Robert Braczyk
Robert Braczyk is a sculptor who lives and works in New York City. He grew up in central Massachusetts, where a branch of the family ran a casket factory. At sixteen he began work at a furniture factory with two of his uncles. Following high school he studied cabinetmaking at Worcester Industrial Technical Institute for two years. From 1966 to1969 he served in the US Army Exhibit Unit in Washington DC where he ran their fabrication department. In 1974 he received his Bachelor of Fine Arts cum laude in sculpture from Boston University.
As an environmentalist Braczyk calls attention to climate change through carved, dynamic sculptures that are inspired by the origin of the material they are created from, the tree. The branches that are used in the pieces provide a variety of long gently tapering rods, sweeping curves, jogs and forked joints. Though selection, recombining, and mutability are the artist’s strategy, these characteristic growth patterns assert themselves making sculpture from such components a direct dialogue with nature. Braczyk states, “The material itself is a subject.”

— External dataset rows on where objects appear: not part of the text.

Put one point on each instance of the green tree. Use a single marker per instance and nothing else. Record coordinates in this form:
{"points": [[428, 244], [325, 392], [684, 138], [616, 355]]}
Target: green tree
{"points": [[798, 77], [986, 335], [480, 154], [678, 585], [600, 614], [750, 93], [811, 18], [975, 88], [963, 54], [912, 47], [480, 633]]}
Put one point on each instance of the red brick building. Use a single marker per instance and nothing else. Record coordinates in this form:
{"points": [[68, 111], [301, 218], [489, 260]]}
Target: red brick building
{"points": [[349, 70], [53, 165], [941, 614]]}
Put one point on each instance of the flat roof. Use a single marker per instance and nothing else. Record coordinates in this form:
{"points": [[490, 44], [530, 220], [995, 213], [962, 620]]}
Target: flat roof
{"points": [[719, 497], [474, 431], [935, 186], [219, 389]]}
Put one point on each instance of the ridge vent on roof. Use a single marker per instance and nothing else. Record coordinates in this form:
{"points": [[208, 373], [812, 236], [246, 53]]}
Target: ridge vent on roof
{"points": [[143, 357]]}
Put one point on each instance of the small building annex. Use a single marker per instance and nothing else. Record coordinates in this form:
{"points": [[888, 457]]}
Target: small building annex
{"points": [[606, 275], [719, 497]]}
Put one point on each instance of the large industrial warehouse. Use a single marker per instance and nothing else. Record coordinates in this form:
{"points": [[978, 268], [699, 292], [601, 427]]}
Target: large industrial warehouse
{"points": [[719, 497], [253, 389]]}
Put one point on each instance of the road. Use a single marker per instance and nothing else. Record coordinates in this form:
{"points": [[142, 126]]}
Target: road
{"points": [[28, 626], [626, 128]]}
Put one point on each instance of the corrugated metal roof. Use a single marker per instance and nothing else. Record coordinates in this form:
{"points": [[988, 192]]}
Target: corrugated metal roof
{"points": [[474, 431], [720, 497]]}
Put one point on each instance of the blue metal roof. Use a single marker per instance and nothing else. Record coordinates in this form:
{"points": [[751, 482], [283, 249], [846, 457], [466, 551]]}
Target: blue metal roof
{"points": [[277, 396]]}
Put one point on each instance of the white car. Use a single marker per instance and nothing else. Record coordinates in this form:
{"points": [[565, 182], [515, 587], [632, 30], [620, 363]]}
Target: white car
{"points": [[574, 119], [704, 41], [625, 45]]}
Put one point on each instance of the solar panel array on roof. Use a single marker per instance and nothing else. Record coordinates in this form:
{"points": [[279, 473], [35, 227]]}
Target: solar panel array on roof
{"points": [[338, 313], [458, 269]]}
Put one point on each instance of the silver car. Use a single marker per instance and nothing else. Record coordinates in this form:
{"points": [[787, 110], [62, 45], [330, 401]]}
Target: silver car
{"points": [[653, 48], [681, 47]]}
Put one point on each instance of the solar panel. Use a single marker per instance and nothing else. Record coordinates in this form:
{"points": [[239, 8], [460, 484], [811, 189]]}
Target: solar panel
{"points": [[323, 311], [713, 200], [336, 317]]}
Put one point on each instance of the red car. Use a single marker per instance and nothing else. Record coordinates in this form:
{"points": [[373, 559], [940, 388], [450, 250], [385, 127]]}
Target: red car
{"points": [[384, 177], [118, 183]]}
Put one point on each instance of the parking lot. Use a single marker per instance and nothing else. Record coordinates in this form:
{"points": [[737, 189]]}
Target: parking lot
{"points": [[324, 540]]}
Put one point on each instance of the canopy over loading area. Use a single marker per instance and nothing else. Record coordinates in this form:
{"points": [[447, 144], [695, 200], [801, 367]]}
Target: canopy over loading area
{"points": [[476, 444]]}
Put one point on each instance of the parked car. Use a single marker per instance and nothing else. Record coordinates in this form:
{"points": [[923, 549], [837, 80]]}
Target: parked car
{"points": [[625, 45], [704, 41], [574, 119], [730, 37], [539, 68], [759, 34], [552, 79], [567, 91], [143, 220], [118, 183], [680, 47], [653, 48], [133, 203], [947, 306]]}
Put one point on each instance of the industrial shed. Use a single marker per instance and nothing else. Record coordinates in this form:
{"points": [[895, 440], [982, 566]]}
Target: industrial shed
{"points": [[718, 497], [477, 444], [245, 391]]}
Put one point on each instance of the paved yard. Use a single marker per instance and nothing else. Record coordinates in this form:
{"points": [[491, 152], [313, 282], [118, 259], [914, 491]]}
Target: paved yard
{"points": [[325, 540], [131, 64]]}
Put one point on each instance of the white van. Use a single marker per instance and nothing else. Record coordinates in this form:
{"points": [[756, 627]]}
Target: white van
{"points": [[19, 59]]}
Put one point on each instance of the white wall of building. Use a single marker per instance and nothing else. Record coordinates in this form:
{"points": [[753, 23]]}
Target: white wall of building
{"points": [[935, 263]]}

Braczyk exhibited his work at the Prince Street Gallery in New York City, has taught sculpture, drawing and artist’s anatomy at the New York Academy of Art and the 92nd Street Y. He won the Daniel Chester French Medal and the Greer Prize at the National Academy of Design. For many years he worked at the Saidenberg Gallery in New York City. In 1999 when the gallery closed, he started a business repairing antique furniture. At various times Robert Braczyk has worked in antique building restoration, as a boat builder, a finish and rough carpenter, art handler, toy designer, framer, and in the Awards and Recognition Industry.